Libé : le spectateur engagé

medium_Liberation_sauver.jpgOn ne peut qu’approuver Edwy Plenel lorsqu’il constate, dans son appel à sauver Libération, que nous vivons une crise de l’offre et non pas de la demande. S’il y a déclin, c’est parce que nous ne sommes pas au rendez-vous des attentes des lecteurs.

Toute la question est de savoir si le projet qu’il propose est susceptible de rencontrer un public, au-delà de l’actuel lectorat en voie d’étiolement. Quel que puisse être le sérieux avec lequel il a été envisagé, et l’investissement réel du personnel dans son élaboration, je ne vois rien qui justifie l’affirmation selon lequel il renoue avec l’identité originelle de Libération, lieu d’invention et de modernité de la presse française.


Car, comme je l’ai indiqué dans une précédente note, là réside la solution pour sortir le quotidien de l’ornière dans lequel il s’est englué.

En 1973, Libé a voulu révolutionner le monde des médias. Avec le succès que l’on connaît. C’est dans ce même pari qu’il lui échoit de s’engager, en faisant de sa faiblesse une force.

A une époque où l’ère du numérique va tout bouleverser, le quotidien dépend bien trop de son support papier. C’est vers Internet que tous les efforts doivent être portés avec bien plus de convictions que les timides pistes envisagées. C’est le pronétariat, pour reprendre une formule de l’ami Joël de Rosnay, qui sauvera Libération.

Dans très peu de temps, l’information se concevra en ligne et en trois dimensions : celles cumulées de l’écriture, de l’image et du son avec une rapidité sans précédent et une interactivité jusqu’ici inconnue. L’édition écrite ne deviendra qu’un complément, voire un accessoire. Cette évolution, quoi qu’on en pense, est inéluctable et transformera considérablement le métier de journaliste.
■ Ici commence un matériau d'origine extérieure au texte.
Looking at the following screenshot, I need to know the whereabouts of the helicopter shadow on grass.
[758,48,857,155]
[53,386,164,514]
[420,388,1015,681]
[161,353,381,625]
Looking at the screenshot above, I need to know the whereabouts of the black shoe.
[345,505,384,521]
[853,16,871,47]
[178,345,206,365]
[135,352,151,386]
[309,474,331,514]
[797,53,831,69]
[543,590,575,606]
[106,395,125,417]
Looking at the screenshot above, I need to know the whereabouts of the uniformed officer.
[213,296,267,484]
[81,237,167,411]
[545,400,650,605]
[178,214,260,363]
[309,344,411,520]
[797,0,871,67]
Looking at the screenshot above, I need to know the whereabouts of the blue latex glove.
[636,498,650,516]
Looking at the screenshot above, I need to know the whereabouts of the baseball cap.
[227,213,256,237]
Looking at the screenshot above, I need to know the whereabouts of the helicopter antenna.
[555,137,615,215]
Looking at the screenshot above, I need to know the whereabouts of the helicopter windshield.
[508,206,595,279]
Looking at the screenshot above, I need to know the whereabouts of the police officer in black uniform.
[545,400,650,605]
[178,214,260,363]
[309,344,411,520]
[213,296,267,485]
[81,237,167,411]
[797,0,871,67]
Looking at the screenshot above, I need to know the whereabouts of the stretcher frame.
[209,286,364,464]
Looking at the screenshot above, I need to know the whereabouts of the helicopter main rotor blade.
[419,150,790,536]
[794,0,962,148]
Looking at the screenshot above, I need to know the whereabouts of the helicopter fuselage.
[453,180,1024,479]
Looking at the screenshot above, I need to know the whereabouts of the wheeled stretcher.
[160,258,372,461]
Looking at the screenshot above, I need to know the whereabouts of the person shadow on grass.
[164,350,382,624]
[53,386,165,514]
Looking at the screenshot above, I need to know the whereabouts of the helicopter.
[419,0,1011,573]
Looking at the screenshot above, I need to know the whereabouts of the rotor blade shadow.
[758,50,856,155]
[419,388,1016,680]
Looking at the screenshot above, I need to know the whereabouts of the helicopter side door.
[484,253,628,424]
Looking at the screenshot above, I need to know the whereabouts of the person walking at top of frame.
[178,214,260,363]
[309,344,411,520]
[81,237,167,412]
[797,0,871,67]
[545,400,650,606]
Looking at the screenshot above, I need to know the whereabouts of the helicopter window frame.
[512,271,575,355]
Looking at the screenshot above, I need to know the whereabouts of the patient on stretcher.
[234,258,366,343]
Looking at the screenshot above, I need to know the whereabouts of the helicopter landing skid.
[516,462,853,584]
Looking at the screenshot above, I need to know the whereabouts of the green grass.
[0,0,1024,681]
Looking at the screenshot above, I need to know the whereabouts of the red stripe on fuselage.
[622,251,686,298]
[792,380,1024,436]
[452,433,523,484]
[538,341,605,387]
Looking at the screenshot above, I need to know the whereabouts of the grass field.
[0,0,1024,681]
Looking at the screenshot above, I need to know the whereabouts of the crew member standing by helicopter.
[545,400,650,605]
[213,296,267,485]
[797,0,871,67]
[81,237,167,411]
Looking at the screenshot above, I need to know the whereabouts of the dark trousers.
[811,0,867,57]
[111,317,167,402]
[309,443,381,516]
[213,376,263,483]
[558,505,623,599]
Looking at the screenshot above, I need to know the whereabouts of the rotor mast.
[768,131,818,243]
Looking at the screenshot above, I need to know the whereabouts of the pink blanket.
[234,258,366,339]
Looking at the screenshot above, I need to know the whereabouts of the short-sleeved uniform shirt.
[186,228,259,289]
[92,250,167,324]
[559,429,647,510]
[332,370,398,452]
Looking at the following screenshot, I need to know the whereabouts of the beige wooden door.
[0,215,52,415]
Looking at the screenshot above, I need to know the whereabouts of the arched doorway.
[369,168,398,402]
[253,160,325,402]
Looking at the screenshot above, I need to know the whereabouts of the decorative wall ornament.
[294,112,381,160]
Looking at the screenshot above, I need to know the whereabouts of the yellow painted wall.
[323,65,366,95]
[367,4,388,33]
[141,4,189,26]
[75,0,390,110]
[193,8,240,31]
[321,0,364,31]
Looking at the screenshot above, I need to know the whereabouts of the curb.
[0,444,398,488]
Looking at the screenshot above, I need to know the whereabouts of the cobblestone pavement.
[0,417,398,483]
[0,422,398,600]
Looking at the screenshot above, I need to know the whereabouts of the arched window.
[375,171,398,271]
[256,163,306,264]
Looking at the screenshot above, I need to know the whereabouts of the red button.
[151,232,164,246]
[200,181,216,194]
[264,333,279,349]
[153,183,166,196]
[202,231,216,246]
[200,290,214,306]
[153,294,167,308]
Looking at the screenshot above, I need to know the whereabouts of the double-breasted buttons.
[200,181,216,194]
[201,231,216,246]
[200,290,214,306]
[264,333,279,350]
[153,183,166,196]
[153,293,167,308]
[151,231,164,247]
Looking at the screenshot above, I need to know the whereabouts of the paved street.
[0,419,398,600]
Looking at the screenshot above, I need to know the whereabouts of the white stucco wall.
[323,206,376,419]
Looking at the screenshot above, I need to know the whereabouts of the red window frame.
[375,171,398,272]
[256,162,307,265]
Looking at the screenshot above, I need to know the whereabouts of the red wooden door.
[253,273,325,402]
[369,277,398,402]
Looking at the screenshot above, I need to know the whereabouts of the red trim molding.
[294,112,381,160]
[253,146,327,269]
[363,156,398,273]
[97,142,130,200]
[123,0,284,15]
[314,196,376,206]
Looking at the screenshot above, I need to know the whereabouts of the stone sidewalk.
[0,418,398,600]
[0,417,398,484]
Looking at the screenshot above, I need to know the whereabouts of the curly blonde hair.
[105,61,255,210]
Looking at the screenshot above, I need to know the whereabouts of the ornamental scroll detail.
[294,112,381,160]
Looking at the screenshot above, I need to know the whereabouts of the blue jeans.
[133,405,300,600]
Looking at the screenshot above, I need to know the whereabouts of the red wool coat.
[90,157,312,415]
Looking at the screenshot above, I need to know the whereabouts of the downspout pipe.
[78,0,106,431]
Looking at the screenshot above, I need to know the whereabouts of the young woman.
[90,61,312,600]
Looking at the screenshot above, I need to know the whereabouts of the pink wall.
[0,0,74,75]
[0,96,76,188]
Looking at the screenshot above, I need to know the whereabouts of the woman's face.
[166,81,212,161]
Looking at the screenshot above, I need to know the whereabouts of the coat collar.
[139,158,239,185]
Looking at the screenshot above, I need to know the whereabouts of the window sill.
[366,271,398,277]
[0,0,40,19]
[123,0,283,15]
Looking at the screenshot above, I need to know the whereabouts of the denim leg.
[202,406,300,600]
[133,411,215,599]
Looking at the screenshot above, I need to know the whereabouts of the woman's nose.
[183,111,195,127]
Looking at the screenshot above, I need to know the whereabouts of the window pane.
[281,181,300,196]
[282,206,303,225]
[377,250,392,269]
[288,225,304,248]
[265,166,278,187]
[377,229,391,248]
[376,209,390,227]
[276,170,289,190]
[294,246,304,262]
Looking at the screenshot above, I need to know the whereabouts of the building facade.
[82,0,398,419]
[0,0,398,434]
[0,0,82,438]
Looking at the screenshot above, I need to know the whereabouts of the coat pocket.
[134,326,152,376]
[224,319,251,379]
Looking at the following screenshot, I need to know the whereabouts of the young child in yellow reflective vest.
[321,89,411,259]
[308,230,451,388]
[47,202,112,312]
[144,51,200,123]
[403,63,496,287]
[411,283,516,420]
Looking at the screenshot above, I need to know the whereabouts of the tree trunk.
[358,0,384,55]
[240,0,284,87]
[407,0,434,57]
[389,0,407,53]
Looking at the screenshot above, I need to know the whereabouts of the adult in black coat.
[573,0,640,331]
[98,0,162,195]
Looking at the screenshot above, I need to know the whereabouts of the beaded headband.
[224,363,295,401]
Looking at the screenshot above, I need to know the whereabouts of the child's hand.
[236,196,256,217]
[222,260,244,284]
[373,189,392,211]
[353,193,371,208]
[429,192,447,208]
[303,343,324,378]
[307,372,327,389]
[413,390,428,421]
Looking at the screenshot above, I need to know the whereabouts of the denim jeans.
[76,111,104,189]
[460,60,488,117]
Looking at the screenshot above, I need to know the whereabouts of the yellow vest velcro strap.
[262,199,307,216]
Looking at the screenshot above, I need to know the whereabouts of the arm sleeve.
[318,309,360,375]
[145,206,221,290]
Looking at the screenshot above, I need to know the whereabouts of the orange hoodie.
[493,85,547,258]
Elle imposera de nouvelles formes de contenus, une autre façon de traiter l’actualité, tout à la fois dans sa complexité et sa réflexion. Demain, le mouvement totalisateur de l’histoire, sans lequel nous ne pouvons sortir d’une biocœnose d’individualités, se forgera à l’aulne de ce nouveau journalisme impliquant, de sa part, une bien plus grande responsabilité.

C’est autour de cette réalité que doit être composé le nouveau journal. Cela exige certes des financements mais, avant tout, de l’imagination, celle qui a préexisté à sa création. Comme en 1973, le Libé du troisième millénaire doit être en capacité d’entraîner les autres publications dans son sillage. Si nous trouvons un style, nous passerons, avait dit Sartre, son premier directeur. C’est encore vrai aujourd’hui. Un simple rafistolage ne suffira pas. Il faut de l’ambition et des moyens mis à son service.

Toute la question est de savoir s’il existe une capacité et une volonté de tous pour anticiper cette mutation. Mais, à mon avis, c’est la seule voie à explorer pour faire en sorte que le Libération de demain reste dans la fidélité de son histoire, comme le dit si bien l’ancien directeur de la rédaction du Monde.

Sa crise financière est, paradoxalement, l’ultime opportunité d’inverser l’ordre des choses. L’audace réussit à ceux qui savent profiter des occasions, disait Marcel Proust, et la modestie est la vertu des tièdes, lit-on dans Le Diable et le Bon Dieu.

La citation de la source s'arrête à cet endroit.